À les écouter, on croirait parfois qu’ils servent une autorité supérieure et abstraite, alors qu’en réalité ils doivent représenter les élus de la nation, qui eux-mêmes tirent leur légitimité du peuple. L’administration ne commande pas. Elle accompagne. Elle ne punit pas. Elle régule. Elle ne méprise pas. Elle écoute. Elle honore.

Réformer, repenser, renommer

Il est temps de tout revoir. Les écoles de formation elles-mêmes doivent être refondées.
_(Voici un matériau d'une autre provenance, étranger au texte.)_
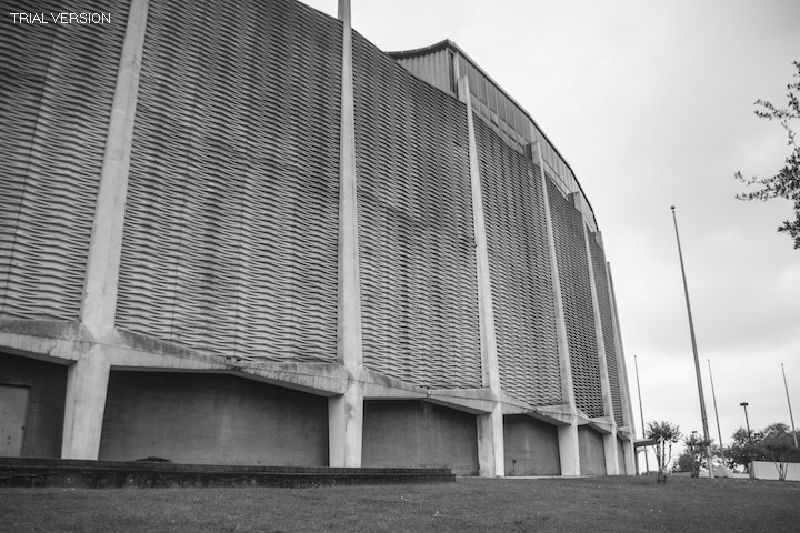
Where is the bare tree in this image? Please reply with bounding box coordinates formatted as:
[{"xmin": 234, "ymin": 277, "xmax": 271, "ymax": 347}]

Pourquoi maintenir une École nationale d’administration alors que nous avons besoin de bâtisseurs de service public ? Pourquoi ne pas envisager une École nationale des services publics, centrée sur l’éthique, l’écoute, la médiation et la redevabilité ? Pourquoi une École nationale de police, et pas une École nationale des services de police et de sécurité citoyenne ?

Les curriculums doivent être revisités pour évacuer les relents du commandement colonial. Cela implique non seulement des cours en droit, en gestion ou en management, mais aussi en psychologie sociale, en intelligence émotionnelle, en communication institutionnelle, en éthique publique. À quoi bon avoir des fonctionnaires techniquement compétents si leur rapport au citoyen est toxique ?

Le test de l’intelligence humaine

Dans plusieurs pays, notamment en Scandinavie ou au Canada, les concours d’entrée à la fonction publique incluent des tests d’intelligence émotionnelle, d’aptitudes morales, voire des mises en situation sur la résolution de conflits et le sens du service public. Pourquoi pas nous ? Pourquoi continuer à recruter uniquement sur la base de la capacité à réciter des codes juridiques, sans s’assurer que le futur préfet, policier ou receveur des impôts est capable d’écouter, de dialoguer, d’assumer ses missions sans mépriser le citoyen ?

La République, c’est l’éthique en action

Ce que nous voulons, ce ne sont pas des fonctionnaires figés dans leurs galons. Nous voulons des serviteurs républicains, engagés, humbles, à l’écoute des territoires. Nous ne voulons plus de préfets qui parlent comme des colonisateurs. Nous voulons des tisseurs de paix, des facilitateurs d’État, des médiateurs de la République.

Il est urgent de réformer le commandement territorial. Urgent de repenser la relation entre administrés et administratifs. Urgent de former autrement ceux qui nous représentent. Il ne s’agit pas seulement de changer des mots dans les programmes ou des noms sur les bâtiments. Il s’agit de changer une culture, d’installer une nouvelle éthique publique, enracinée dans la dignité, le respect mutuel et l’intelligence du service.

Parce qu’au bout du compte, l’État n’est grand que s’il respecte les citoyens qu’il prétend servir.